I found solace underwater. I loved the sensation that came from floating with the water. I was liquid, tranquil, smooth; I was hushed. The water was solid and strong. It held me safe in its black, awesome darkness and it offered me quiet — pure and effortless quiet. Entire mornings would pass me by while I swam underwater for great periods of time, pushing my lungs to hold on to the quiet and the dark until they forced me to find air.
Though my pool was my favorite safety zone, I had others. I often found comfort among the strong arms of a great maple tree we had in our back yard. In the tree, I could watch everything around me without having to interact. I could take part in the world as an observer. I was an avid observer. I was enthralled with the nuances of people’s actions. In fact, I often found it desirable to become the other person. Not that I consciously set out to do that, rather it came as something I simply did. As if I had no choice in the matter. My mother tells me I was very good at capturing the essence and persona of people. At times, I literally copied someone’s look and their actions. For instance, if a schoolmate began wearing glasses, I would sneak my aunt’s so that I too could wear glasses, even though they nearly blinded me. If someone broke their arm, I would come home and complain my own arm was broken, until my mother finally cast it in flour paste.

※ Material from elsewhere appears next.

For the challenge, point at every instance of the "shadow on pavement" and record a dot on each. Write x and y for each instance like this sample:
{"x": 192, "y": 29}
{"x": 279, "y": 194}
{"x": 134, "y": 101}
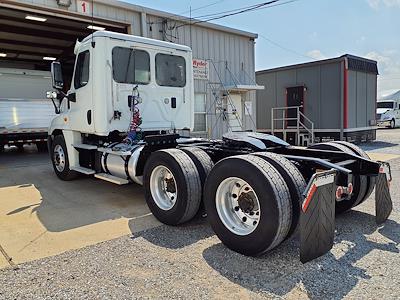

But often, I would engage in far more assimilating behaviors. I was uncanny in my ability to copy accents, vocal inflections, facial expressions, hand movements, gaits, and tiny gestures. It was as if I became the person I was emulating. I don’t know how I choose who to copy, but I do know they were always someone I found pretty, though not necessarily pretty in the usual sense. I don’t think I paid much attention to the overall appearance of the person. I remember being attracted to pieces of people’s faces. I might have liked the color of the eyes, the texture of the hair or the straightness of the teeth. But it was the nose that really held my interest. Straight, linear, «classic» noses appealed to my sense of balance. Button noses, turned-up noses, crooked noses, and especially short and smooshy noses, sent me staring in dismay. I wanted to rush to their face and remold their nose. I would give no thought to the bones and the cartilage that lie just beneath the surface of the nose. To me, the form was pliable and stretchable. And because of those thoughts, I found no reason why anyone’s nose should deviate from the linear.
My parents tell me they were often confused not so much by my ability to copy others, but rather by my desire to do so. They thought I was giving in to peer pressure or wanting to be someone I was not. This was not the case during that time in my life. Until I was somewhere around ten years old, I held myself separate from others. I never really compared who I was to who they were. It didn’t dawn on me to see myself as a fellow third grader or as a member of a team. I felt almost like I was invisible. I was conscious of the fact that other people could see me and hear me and talk to me, but still I thought I was removed from their domain. I didn’t contemplate that they ostracized me; rather, I chose to shut them out. I could stare at them all I liked, never thinking this might annoy them. I could take in parts of who they were and never worry that I was a copy cat, never worry I had lost me. I always knew right where I was.